今回XBOX ONE Xを購入した理由は3つ。1つは「XBOX ONE Enhanced」、1つはUHD BD再生機能、そして「DOLBY ATMOS for headphones」。

DOLBY ATMOS for headphonesは読んで字の如くドルビーアトモス音声をヘッドホン上で再現するものである。ヘッドホンでサラウンド音声を再現しようとする規格はこれまでにも幾つか存在している。victorのサラウンドヘッドホンアダプター「SU-DH1」の様にアダプター単体で機能するものからヘッドホンでも5.1chや7.1chのサラウンド音声をそのまま再生可能にするサラウンドヘッドホン。ドルビーアトモス音声をスタジオで2chにミックスして2chでの擬似的な立体音響を再現する「DTS HEADPHONE:X」。

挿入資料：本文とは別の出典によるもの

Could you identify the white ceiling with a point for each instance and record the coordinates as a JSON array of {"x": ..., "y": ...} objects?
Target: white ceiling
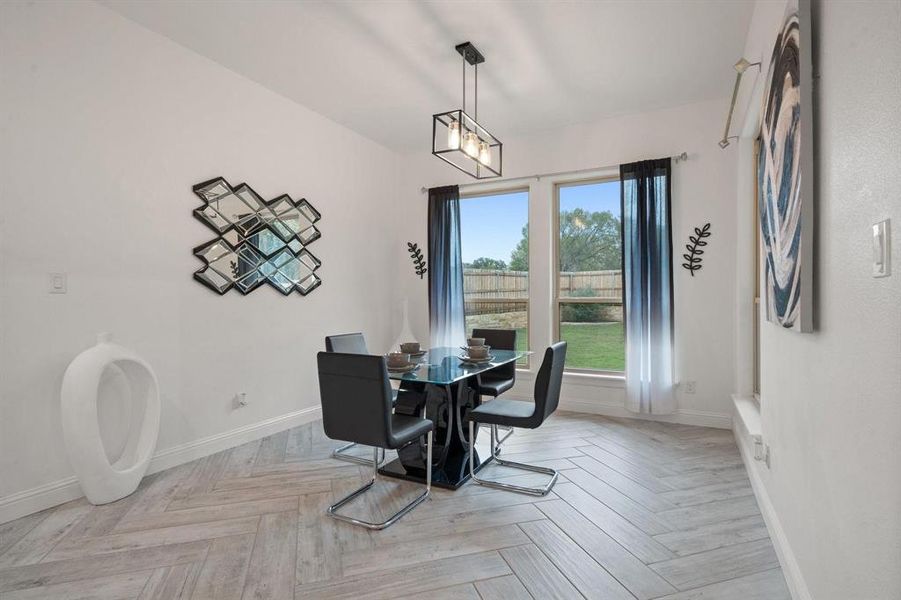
[{"x": 382, "y": 68}]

どの規格、商品にも一長一短があり専用の機材が必要なものから配給会社の意向に依存するものまで色々あるが共通しているのは「高音質かつ手軽で供給が安定」していないという点だった。

そこに登場したのがDOLBY ATMOS for headphonesである。
これの原理は単純だ。再生機器が対応してれば既存のドルビーアトモス音声をそのままヘッドホンで再生する事が出来る。これだけである。アダプターもサラウンドヘッドホンも専用のミックスも必要ない。販売されているドルビーアトモス音声収録のブルーレイがあればそれで完了である。

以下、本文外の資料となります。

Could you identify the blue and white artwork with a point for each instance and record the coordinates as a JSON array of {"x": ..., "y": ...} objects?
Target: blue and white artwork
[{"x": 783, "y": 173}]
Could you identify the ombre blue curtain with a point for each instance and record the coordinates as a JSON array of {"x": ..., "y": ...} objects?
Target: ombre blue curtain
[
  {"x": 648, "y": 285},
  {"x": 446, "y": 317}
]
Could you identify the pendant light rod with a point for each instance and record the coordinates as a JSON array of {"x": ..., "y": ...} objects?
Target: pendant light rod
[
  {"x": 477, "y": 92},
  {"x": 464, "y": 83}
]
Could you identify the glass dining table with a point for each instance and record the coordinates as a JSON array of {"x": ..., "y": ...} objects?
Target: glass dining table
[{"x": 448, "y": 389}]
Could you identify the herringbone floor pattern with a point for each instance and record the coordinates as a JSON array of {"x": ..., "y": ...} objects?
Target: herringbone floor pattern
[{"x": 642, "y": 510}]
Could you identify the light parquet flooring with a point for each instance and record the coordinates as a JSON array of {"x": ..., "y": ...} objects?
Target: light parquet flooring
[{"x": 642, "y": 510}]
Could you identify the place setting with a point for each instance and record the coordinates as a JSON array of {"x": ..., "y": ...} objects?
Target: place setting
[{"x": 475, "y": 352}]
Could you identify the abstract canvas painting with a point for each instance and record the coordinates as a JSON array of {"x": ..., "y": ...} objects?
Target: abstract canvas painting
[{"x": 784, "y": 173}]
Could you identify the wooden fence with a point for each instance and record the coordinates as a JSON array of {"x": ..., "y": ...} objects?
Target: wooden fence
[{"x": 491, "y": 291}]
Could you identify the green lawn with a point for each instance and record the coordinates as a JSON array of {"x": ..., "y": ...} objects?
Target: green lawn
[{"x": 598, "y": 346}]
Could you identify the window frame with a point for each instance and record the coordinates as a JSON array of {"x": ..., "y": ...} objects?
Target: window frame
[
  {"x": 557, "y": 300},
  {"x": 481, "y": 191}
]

据え置きのハードでゲームをしている人でホームシアターを組んでいる人は少ない。それは予算的な面よりも環境的な要素が大きい。マンションでドルビーアトモスを再現する事の困難さ、何より近隣への迷惑が問題である。そのためFPSを好んでプレイする人は特にそうだが、ヘッドホンでゲームをしている人はけっこういる。音響に拘っているか否かを問わず。私自身も音響、音質には拘ってはいるが結局ヘッドホンを10年近く愛用している。

最初はPioneerの3500円程度のエントリーモデル。次にaudio-technicaのエアーダイナミックヘッドフォン「ATH-AD700」。初めてのオープンエアー型だったが装着感が抜群に良く音の抜けが気持ち良いヘッドホンだった。そして今使用しているのは同じく開放型のSennheiser「HD650」。これはもう5年近く使用している。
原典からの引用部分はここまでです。